Русская канарейка. Трилогия в одном томе
Шрифт:
Он звучал раскатистыми, зычными, хриплыми призывами старьевщиков, стекольщиков, точильщиков; лирическими и бодрыми вперебивку «песнями по заявкам радиослушателей» чуть не из каждого окна. Двор звучал мощно и легкомысленно, напевая и хмыкая, отхаркиваясь и громко прочищая нос, выбивая ковры, вытрушивая половики в парадном (невзирая на грозную надпись: «Не трусить!!!»). Двор звучал и звучал, умолкая лишь на два-три предрассветных часа, когда так сладко спать и так хочется тишины, но и ее может нарушить любой базлан, которому не спится, которому приспичило интересоваться за погоду у припозднившегося соседа:
– Шо? Дощь?
– Та не, гразь есть, но лично не идет…
Так вот, этот наш двор пропах плавящимся полиэтиленом.
Фирменный
Инвалидсёма раздобыл где-то пухлый, как бревно вареной колбасы, рулон красочного полиэтилена с повторяющейся картинкой: полуобнаженная красотка призывно изогнула смуглое и гладкое мексиканское бедро. Он поставил дело на поток: нарезал заготовки, которые оставалось только спаять в пакет. Среди коммунальной вольницы были выбраны две надежные старухи (одной была сновидица тетя Паша, ростом выше стула и с пышной белой бородой, другой, чего уж там стесняться, – наша Стеша, потому как заработать копейку – дело нестыдное).
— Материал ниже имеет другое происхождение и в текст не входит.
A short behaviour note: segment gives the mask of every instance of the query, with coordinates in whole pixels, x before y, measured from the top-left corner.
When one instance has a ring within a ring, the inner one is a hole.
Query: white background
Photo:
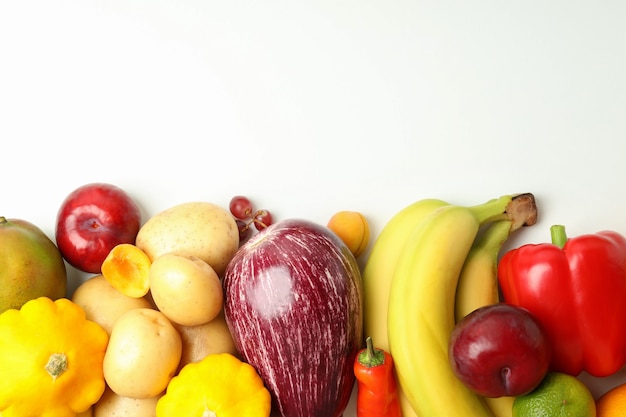
[[[624,21],[618,0],[3,2],[0,214],[53,236],[103,181],[145,216],[245,194],[376,235],[417,199],[533,192],[510,247],[626,233]]]

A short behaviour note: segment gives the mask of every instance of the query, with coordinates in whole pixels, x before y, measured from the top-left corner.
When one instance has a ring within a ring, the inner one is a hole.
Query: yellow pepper
[[[0,314],[0,416],[74,417],[102,396],[107,332],[67,298]]]
[[[257,371],[230,353],[183,367],[156,406],[157,417],[268,417],[271,396]]]

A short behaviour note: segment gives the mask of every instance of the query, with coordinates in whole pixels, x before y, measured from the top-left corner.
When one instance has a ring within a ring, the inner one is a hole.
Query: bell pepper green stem
[[[565,226],[562,224],[555,224],[550,227],[550,237],[552,238],[552,244],[563,249],[565,242],[567,242],[567,234],[565,233]]]

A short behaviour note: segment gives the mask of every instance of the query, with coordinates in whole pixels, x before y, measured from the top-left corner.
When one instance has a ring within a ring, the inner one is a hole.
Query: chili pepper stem
[[[385,353],[380,349],[374,348],[371,336],[365,339],[365,349],[359,353],[358,361],[367,368],[373,368],[385,363]]]
[[[365,339],[365,348],[367,349],[366,352],[368,362],[371,362],[372,359],[374,359],[374,356],[376,356],[376,351],[374,350],[374,342],[372,342],[372,338],[370,336]]]
[[[358,417],[402,417],[391,354],[375,348],[371,337],[359,351],[354,372],[358,381]]]

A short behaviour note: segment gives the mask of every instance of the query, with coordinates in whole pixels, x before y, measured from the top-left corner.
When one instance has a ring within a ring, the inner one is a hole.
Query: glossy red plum
[[[525,309],[499,303],[459,321],[448,356],[456,376],[485,397],[518,396],[535,388],[548,372],[545,332]]]
[[[106,183],[83,185],[59,208],[55,237],[73,267],[99,274],[104,258],[120,243],[135,243],[141,211],[121,188]]]

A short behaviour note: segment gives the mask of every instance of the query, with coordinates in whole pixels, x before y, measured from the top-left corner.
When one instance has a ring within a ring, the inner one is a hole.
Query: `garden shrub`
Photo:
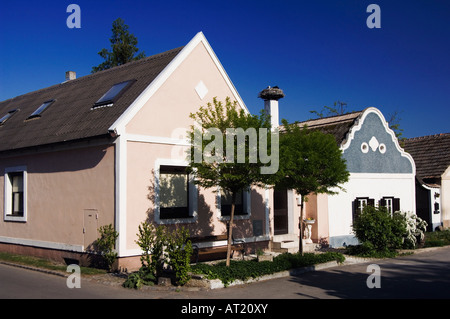
[[[190,279],[192,243],[189,231],[184,227],[166,233],[167,263],[175,274],[177,284],[184,285]]]
[[[156,278],[164,270],[165,228],[162,225],[155,227],[151,223],[142,222],[138,230],[138,240],[136,243],[143,251],[140,257],[141,268],[147,273],[152,273]]]
[[[125,288],[139,289],[142,285],[152,286],[156,281],[155,276],[148,268],[141,267],[139,271],[128,275],[127,280],[122,284]]]
[[[96,250],[104,258],[108,271],[112,270],[117,259],[117,252],[114,250],[119,233],[109,224],[98,229],[100,237],[95,241]]]
[[[170,272],[173,272],[177,284],[186,284],[190,279],[193,251],[188,230],[181,227],[170,231],[163,225],[156,227],[147,222],[142,222],[138,230],[136,243],[143,252],[141,268],[130,274],[123,286],[139,288],[142,284],[153,284],[158,277]]]
[[[355,233],[365,254],[388,253],[401,248],[407,224],[399,214],[384,207],[366,206],[353,223]]]
[[[366,257],[392,257],[400,248],[412,249],[423,242],[427,223],[411,212],[394,212],[367,206],[353,223],[359,246],[349,253]]]

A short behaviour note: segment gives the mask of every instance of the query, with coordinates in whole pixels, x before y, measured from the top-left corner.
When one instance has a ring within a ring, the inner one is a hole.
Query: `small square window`
[[[124,81],[114,84],[103,96],[95,102],[92,109],[112,106],[117,99],[134,83],[135,80]]]
[[[245,192],[239,191],[236,194],[236,203],[234,205],[234,214],[235,215],[246,215],[247,210],[244,205],[244,196]],[[221,191],[220,192],[220,211],[222,216],[231,216],[231,204],[232,204],[232,195],[230,192]]]

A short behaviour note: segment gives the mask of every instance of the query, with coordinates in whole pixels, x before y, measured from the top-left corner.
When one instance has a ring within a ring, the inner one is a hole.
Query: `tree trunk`
[[[230,266],[231,260],[231,244],[233,241],[233,220],[234,220],[234,207],[236,206],[236,192],[231,193],[231,214],[230,223],[228,226],[228,243],[227,243],[227,262],[226,266]]]
[[[303,195],[302,195],[302,203],[300,205],[300,217],[299,217],[299,223],[298,223],[298,228],[300,230],[298,252],[302,256],[303,256],[303,208],[304,208],[304,206],[305,206],[305,202],[303,201]]]

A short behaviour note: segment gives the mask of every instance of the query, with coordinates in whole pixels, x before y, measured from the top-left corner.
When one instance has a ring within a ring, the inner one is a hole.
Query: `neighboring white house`
[[[345,191],[309,196],[306,216],[316,220],[313,241],[328,241],[331,247],[357,244],[352,224],[365,205],[415,213],[414,160],[400,147],[380,110],[369,107],[300,125],[333,134],[350,172]]]
[[[429,231],[450,227],[450,133],[410,138],[404,147],[417,167],[417,215]]]

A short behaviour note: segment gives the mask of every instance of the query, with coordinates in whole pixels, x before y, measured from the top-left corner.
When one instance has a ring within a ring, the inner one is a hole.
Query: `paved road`
[[[380,288],[368,288],[375,262],[346,265],[244,286],[210,291],[125,289],[90,280],[69,289],[66,278],[0,264],[0,298],[58,299],[450,299],[450,247],[377,260]],[[370,281],[375,282],[375,281]]]

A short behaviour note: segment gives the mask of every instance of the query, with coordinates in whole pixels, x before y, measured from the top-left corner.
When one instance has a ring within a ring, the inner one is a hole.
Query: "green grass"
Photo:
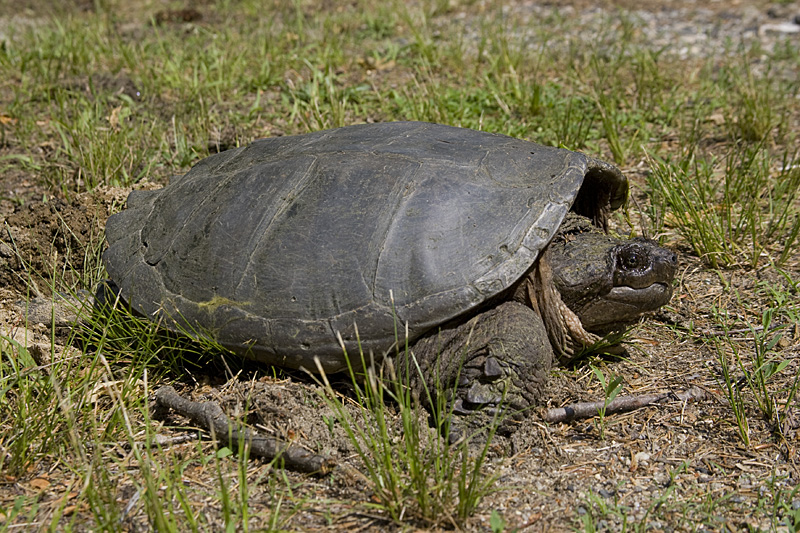
[[[622,376],[613,376],[609,375],[606,376],[602,369],[596,367],[594,365],[590,365],[592,369],[592,373],[594,374],[597,381],[600,383],[600,387],[603,392],[603,407],[598,409],[597,418],[595,419],[595,427],[597,428],[597,433],[600,436],[600,440],[606,439],[606,426],[608,421],[606,420],[606,408],[608,404],[614,401],[620,392],[622,392]]]
[[[128,513],[139,514],[140,509],[149,527],[159,531],[204,531],[220,524],[230,531],[246,531],[250,524],[259,524],[259,530],[280,529],[302,499],[282,507],[291,483],[267,475],[271,465],[253,476],[244,446],[238,455],[201,441],[184,456],[162,449],[150,419],[151,379],[169,373],[191,376],[204,358],[218,359],[224,350],[165,335],[122,310],[115,313],[112,322],[94,317],[86,331],[76,331],[81,342],[74,344],[90,343],[91,348],[51,354],[50,364],[35,361],[24,344],[0,338],[0,407],[6,413],[14,409],[13,417],[3,418],[3,472],[24,476],[43,459],[58,458],[53,470],[63,471],[74,491],[71,499],[100,530],[118,529]],[[213,471],[216,486],[198,491],[187,484],[186,471],[192,468]],[[133,475],[120,478],[121,472]],[[251,510],[252,493],[270,505]],[[123,497],[130,501],[127,508],[118,505]],[[214,507],[219,510],[211,521],[197,515],[198,500],[209,498],[218,502]],[[72,503],[65,498],[39,509],[36,496],[20,497],[4,511],[4,520],[44,516],[53,526],[73,527],[77,515],[65,515]]]
[[[657,213],[672,213],[677,230],[714,268],[788,261],[800,235],[794,148],[776,153],[762,138],[731,146],[724,159],[694,150],[652,161]]]
[[[344,349],[341,337],[339,341]],[[407,342],[405,357],[396,359],[409,367],[399,372],[405,379],[398,376],[393,360],[375,365],[363,352],[359,356],[356,368],[367,368],[366,375],[356,372],[347,358],[355,401],[362,407],[359,413],[350,414],[324,372],[322,394],[364,465],[376,507],[398,524],[416,519],[426,526],[462,527],[483,498],[501,490],[496,476],[487,474],[484,466],[502,416],[495,416],[482,433],[464,435],[451,444],[450,428],[457,415],[444,398],[454,391],[428,390],[428,385],[417,391],[431,406],[433,422],[428,427],[428,415],[414,401],[410,385],[412,375],[419,375],[423,383],[425,376]],[[396,417],[387,402],[399,411]],[[400,424],[392,423],[394,418]],[[471,449],[473,439],[483,443]]]
[[[564,13],[527,20],[509,15],[507,4],[218,0],[203,3],[197,23],[157,25],[145,3],[98,1],[82,12],[34,2],[30,13],[42,16],[9,28],[0,45],[2,200],[36,206],[164,184],[220,148],[367,121],[441,122],[585,151],[631,178],[632,202],[616,230],[655,236],[685,259],[670,311],[682,320],[654,326],[655,343],[674,340],[672,348],[691,345],[705,357],[696,371],[729,406],[707,439],[733,435],[747,453],[773,450],[770,461],[793,456],[800,100],[787,72],[800,65],[796,43],[764,50],[731,42],[713,58],[686,60],[669,47],[654,50],[624,11],[578,32]],[[16,296],[74,293],[104,277],[102,236],[82,236],[60,215],[36,246],[2,228],[0,257],[20,265],[4,280]],[[73,348],[56,350],[64,344]],[[208,443],[178,452],[155,441],[145,391],[224,373],[204,366],[220,354],[124,313],[79,338],[20,322],[0,331],[0,473],[8,483],[0,486],[0,531],[24,523],[100,531],[302,525],[293,520],[319,507],[305,491],[333,491],[335,482],[267,473],[246,453]],[[521,525],[513,509],[491,507],[495,479],[485,457],[424,434],[402,389],[368,383],[359,394],[367,418],[350,424],[365,446],[362,460],[376,463],[368,474],[379,502],[350,502],[355,513],[381,512],[395,524],[413,516],[415,524],[479,529],[470,517],[484,516],[482,527],[494,530]],[[607,385],[601,394],[610,399]],[[382,426],[381,417],[393,416],[381,411],[385,396],[402,406],[400,433]],[[613,439],[616,422],[597,424]],[[432,451],[420,452],[423,442]],[[547,446],[571,445],[564,442]],[[205,468],[202,484],[186,481]],[[3,492],[47,472],[63,482],[52,491],[60,499]],[[768,490],[755,514],[774,528],[796,527],[796,479],[760,475]],[[626,502],[590,494],[583,514],[571,508],[558,525],[728,527],[724,515],[737,504],[725,498],[741,494],[726,486],[686,496],[679,488],[645,502],[641,524],[626,521]],[[211,518],[195,518],[206,501]],[[331,523],[346,514],[328,512]]]
[[[784,434],[787,417],[800,385],[800,373],[795,371],[794,377],[781,380],[776,386],[780,374],[786,372],[792,360],[779,352],[779,345],[787,331],[799,322],[797,320],[797,303],[789,306],[766,307],[760,312],[760,324],[744,323],[744,328],[737,329],[737,321],[727,311],[712,309],[715,322],[721,326],[718,335],[710,342],[717,354],[721,370],[720,385],[731,406],[736,422],[736,429],[742,442],[750,446],[750,423],[748,417],[755,412],[766,422],[778,438],[786,438]],[[736,335],[729,332],[737,330],[738,335],[746,335],[747,343],[742,346],[734,340]]]
[[[593,533],[644,532],[665,526],[685,531],[724,528],[724,517],[742,504],[740,497],[734,491],[713,494],[701,489],[691,498],[685,498],[681,495],[679,478],[687,475],[686,466],[670,470],[670,484],[644,509],[633,508],[625,502],[621,495],[625,487],[619,487],[612,497],[587,490],[580,499],[574,529]],[[786,489],[781,481],[784,480],[779,476],[769,476],[758,498],[748,502],[750,517],[763,526],[762,531],[781,531],[781,527],[791,531],[800,523],[797,509],[791,503],[796,501],[797,488]]]

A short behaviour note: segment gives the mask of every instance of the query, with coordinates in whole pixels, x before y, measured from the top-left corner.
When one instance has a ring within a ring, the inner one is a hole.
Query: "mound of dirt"
[[[102,272],[106,219],[122,206],[128,192],[96,190],[72,200],[17,206],[2,221],[0,285],[21,295],[32,288],[44,296],[53,288],[90,288]]]

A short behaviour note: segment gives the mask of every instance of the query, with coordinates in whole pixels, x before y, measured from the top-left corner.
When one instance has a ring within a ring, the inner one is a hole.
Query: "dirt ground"
[[[569,2],[584,7],[586,2]],[[610,4],[611,2],[605,2]],[[638,9],[687,8],[694,2],[645,0],[619,2]],[[711,3],[719,10],[745,8],[747,2]],[[780,7],[780,6],[779,6]],[[762,7],[763,9],[763,7]],[[637,169],[625,169],[634,184]],[[40,185],[36,176],[5,175],[0,181],[0,327],[29,346],[39,345],[46,357],[50,329],[43,324],[25,327],[25,317],[16,302],[26,297],[50,295],[50,279],[56,272],[77,287],[87,272],[100,268],[103,228],[110,213],[120,209],[129,191],[98,190],[70,199]],[[16,199],[10,201],[10,198]],[[48,198],[42,202],[42,198]],[[699,401],[668,400],[627,414],[610,417],[605,439],[591,420],[547,424],[547,407],[602,399],[603,394],[588,367],[557,369],[550,393],[537,410],[510,437],[498,437],[491,448],[489,471],[498,475],[503,490],[481,504],[468,522],[471,530],[489,530],[491,510],[502,514],[508,528],[525,531],[564,530],[579,527],[575,517],[596,513],[599,506],[626,508],[629,523],[649,517],[652,531],[692,529],[719,531],[766,531],[772,525],[762,512],[763,501],[774,494],[771,483],[790,492],[800,480],[797,450],[800,447],[800,416],[787,421],[785,438],[776,439],[755,413],[750,416],[754,447],[745,447],[736,433],[730,405],[721,389],[720,368],[714,353],[716,329],[709,318],[712,306],[728,309],[733,316],[758,323],[760,317],[745,316],[736,294],[755,308],[766,298],[764,282],[787,282],[771,269],[735,268],[710,271],[677,239],[668,244],[680,255],[675,295],[669,309],[638,325],[629,340],[628,357],[606,361],[607,368],[624,378],[623,394],[681,392],[699,387],[708,397]],[[787,272],[800,279],[798,257],[789,261]],[[82,266],[82,268],[81,268]],[[731,291],[733,288],[735,291]],[[679,330],[692,328],[694,337]],[[751,339],[747,331],[735,332],[743,346]],[[65,343],[66,336],[57,339]],[[66,347],[60,345],[59,350]],[[800,372],[800,327],[786,329],[779,345],[791,361],[787,376]],[[190,385],[194,380],[195,385]],[[265,434],[296,439],[300,436],[315,452],[344,463],[360,466],[343,429],[332,429],[325,420],[333,413],[319,398],[317,385],[300,375],[276,379],[271,371],[246,367],[239,377],[228,380],[199,371],[177,388],[187,397],[218,401],[235,414],[250,403],[248,420]],[[353,411],[355,412],[355,411]],[[172,430],[167,418],[159,430],[165,438],[189,436]],[[195,446],[193,440],[173,445]],[[177,453],[177,452],[176,452]],[[266,467],[254,461],[253,471]],[[51,477],[56,492],[59,473],[69,477],[63,465],[54,465]],[[187,473],[191,478],[192,473]],[[200,474],[198,474],[200,475]],[[306,478],[289,473],[297,482],[296,496],[308,497],[303,510],[286,525],[296,530],[379,530],[390,527],[380,516],[353,511],[348,502],[365,502],[363,480],[346,475]],[[65,482],[66,483],[66,482]],[[128,483],[130,483],[128,481]],[[2,490],[2,489],[0,489]],[[266,495],[254,493],[253,502]],[[314,504],[313,500],[319,501]],[[797,498],[796,507],[800,507]],[[214,503],[208,504],[215,508]],[[610,530],[623,527],[613,513],[600,524]],[[654,518],[655,517],[655,518]],[[147,528],[142,515],[132,517],[131,529]]]

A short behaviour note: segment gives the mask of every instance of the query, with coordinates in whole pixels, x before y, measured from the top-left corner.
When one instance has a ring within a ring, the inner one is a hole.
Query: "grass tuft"
[[[428,413],[415,405],[408,378],[398,380],[392,360],[376,366],[363,352],[359,355],[354,367],[345,353],[357,415],[345,407],[321,368],[320,373],[323,396],[367,471],[377,507],[397,523],[416,519],[426,526],[461,527],[484,497],[500,490],[496,476],[485,472],[499,419],[496,416],[482,435],[486,440],[477,453],[470,449],[471,436],[451,444],[448,435],[455,415],[445,405],[443,391],[429,391],[426,386],[421,393],[433,406],[433,427],[429,427]],[[413,353],[407,352],[404,359],[414,368],[403,375],[421,374]],[[356,368],[367,370],[361,374]],[[399,424],[393,423],[395,419]]]

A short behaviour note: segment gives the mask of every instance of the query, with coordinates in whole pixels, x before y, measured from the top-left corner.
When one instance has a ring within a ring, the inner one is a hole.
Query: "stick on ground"
[[[692,387],[684,392],[677,394],[672,392],[663,392],[660,394],[642,394],[634,396],[621,396],[612,401],[606,406],[606,414],[611,413],[624,413],[626,411],[633,411],[651,405],[654,403],[662,402],[667,399],[676,399],[682,402],[691,400],[701,400],[706,398],[708,393],[697,387]],[[581,402],[567,405],[565,407],[556,407],[548,409],[545,414],[546,422],[567,422],[579,418],[592,418],[597,416],[600,409],[603,408],[604,402]]]
[[[247,428],[232,423],[228,415],[215,402],[193,402],[178,394],[167,385],[156,391],[156,407],[172,409],[190,419],[194,424],[215,435],[231,448],[239,448],[239,443],[250,446],[250,454],[272,461],[276,457],[286,468],[301,472],[327,474],[335,462],[305,448],[272,437],[264,437]]]

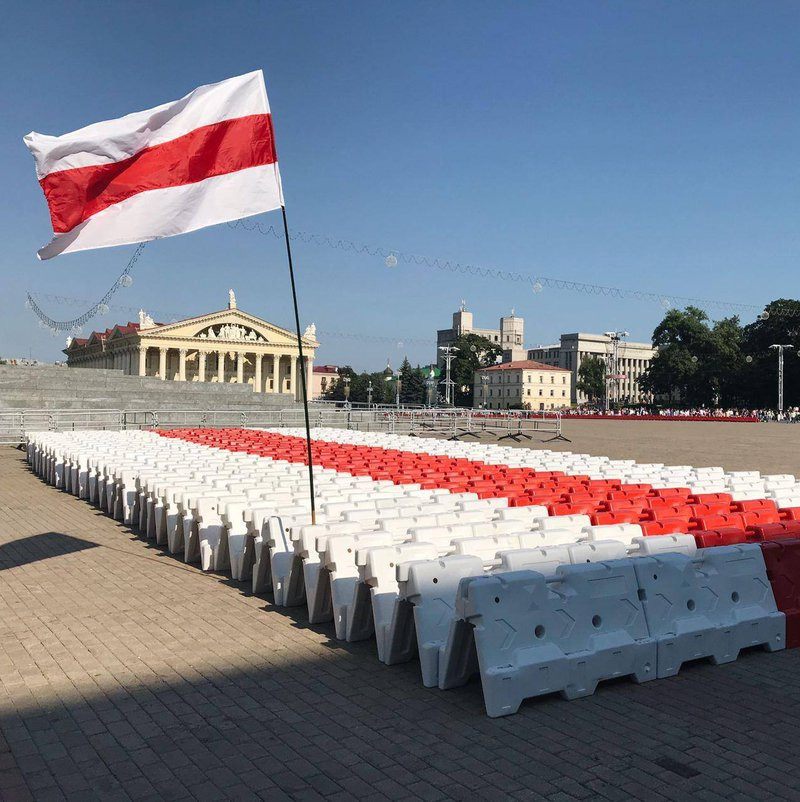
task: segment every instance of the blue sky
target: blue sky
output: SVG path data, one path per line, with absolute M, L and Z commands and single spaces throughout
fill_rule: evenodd
M 294 228 L 665 296 L 797 297 L 799 36 L 790 2 L 11 4 L 0 352 L 58 358 L 64 338 L 38 328 L 25 292 L 94 302 L 133 251 L 36 260 L 49 218 L 22 136 L 257 68 Z M 609 328 L 648 339 L 663 314 L 317 245 L 297 244 L 295 261 L 318 359 L 357 368 L 430 361 L 433 345 L 413 341 L 433 340 L 462 298 L 481 326 L 513 307 L 528 345 Z M 241 308 L 291 324 L 281 243 L 226 226 L 148 245 L 112 303 L 188 316 L 223 307 L 229 286 Z M 87 328 L 128 317 L 112 308 Z

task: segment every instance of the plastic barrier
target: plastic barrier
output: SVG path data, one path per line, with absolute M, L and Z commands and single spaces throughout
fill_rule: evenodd
M 775 604 L 786 616 L 786 648 L 800 646 L 800 539 L 759 544 Z
M 723 527 L 722 529 L 698 529 L 692 532 L 692 535 L 698 549 L 747 543 L 747 534 L 744 529 L 737 529 L 734 526 Z
M 399 597 L 386 631 L 385 662 L 404 663 L 419 654 L 422 684 L 439 682 L 439 657 L 453 616 L 458 583 L 483 576 L 480 557 L 453 555 L 403 563 L 397 568 Z
M 464 579 L 439 687 L 463 685 L 477 670 L 496 717 L 546 693 L 588 696 L 612 677 L 655 679 L 633 562 L 562 566 L 549 580 L 535 571 Z
M 786 622 L 775 606 L 761 549 L 704 549 L 694 559 L 662 554 L 634 560 L 640 598 L 658 644 L 657 676 L 703 657 L 729 663 L 741 649 L 783 649 Z

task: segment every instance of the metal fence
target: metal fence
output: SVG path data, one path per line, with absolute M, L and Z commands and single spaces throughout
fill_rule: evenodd
M 347 404 L 318 405 L 310 408 L 312 427 L 354 429 L 365 432 L 392 432 L 412 436 L 442 436 L 451 439 L 482 436 L 500 440 L 530 440 L 561 434 L 558 413 L 489 412 L 470 409 L 352 407 Z M 120 410 L 51 409 L 0 411 L 0 443 L 22 442 L 26 431 L 75 431 L 86 429 L 176 429 L 209 428 L 286 428 L 302 427 L 302 407 L 280 410 Z

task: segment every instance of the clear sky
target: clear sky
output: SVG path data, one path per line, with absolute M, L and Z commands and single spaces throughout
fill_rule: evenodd
M 23 135 L 257 68 L 294 228 L 667 296 L 798 297 L 799 41 L 800 5 L 777 0 L 8 4 L 0 353 L 58 358 L 64 337 L 38 328 L 26 290 L 94 302 L 133 251 L 36 260 L 50 227 Z M 359 369 L 430 361 L 421 341 L 462 298 L 479 326 L 513 307 L 528 345 L 610 328 L 648 339 L 663 314 L 312 244 L 295 260 L 318 360 Z M 227 226 L 148 245 L 112 303 L 169 319 L 224 307 L 228 287 L 291 324 L 281 243 Z M 42 305 L 68 319 L 90 304 Z M 130 316 L 112 308 L 87 329 Z

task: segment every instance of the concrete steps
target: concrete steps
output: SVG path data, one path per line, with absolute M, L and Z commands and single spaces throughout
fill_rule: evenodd
M 172 382 L 103 368 L 0 365 L 0 411 L 21 409 L 263 410 L 295 406 L 293 395 L 250 385 Z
Инвалидсёма выдал девушкам паяльники с особой насадкой: на жале ее крепилось железное колесико с острым ребром. Через удлинитель, уходящий к Инвалидсёме в окно полуподвала, паяльник врубался в сеть, и старухи наметанным движением проводили колесиком по краям разомкнутого пакета. Право на бизнес было куплено у Батракова за десятку в месяц. За пару-тройку часов (в обед жарко, а вечерами темно) старухи умудрялись напаять целую кучу пакетов. И – воскурениями в храме пронырливых богов Левого Дохода – едкий удушливый запах плавящегося полиэтилена проникал в каждую щель, пропитывая висящие на веревках бюстгальтеры и кальсоны, заполоняя двор и вызывая у жильцов надсадный кашель.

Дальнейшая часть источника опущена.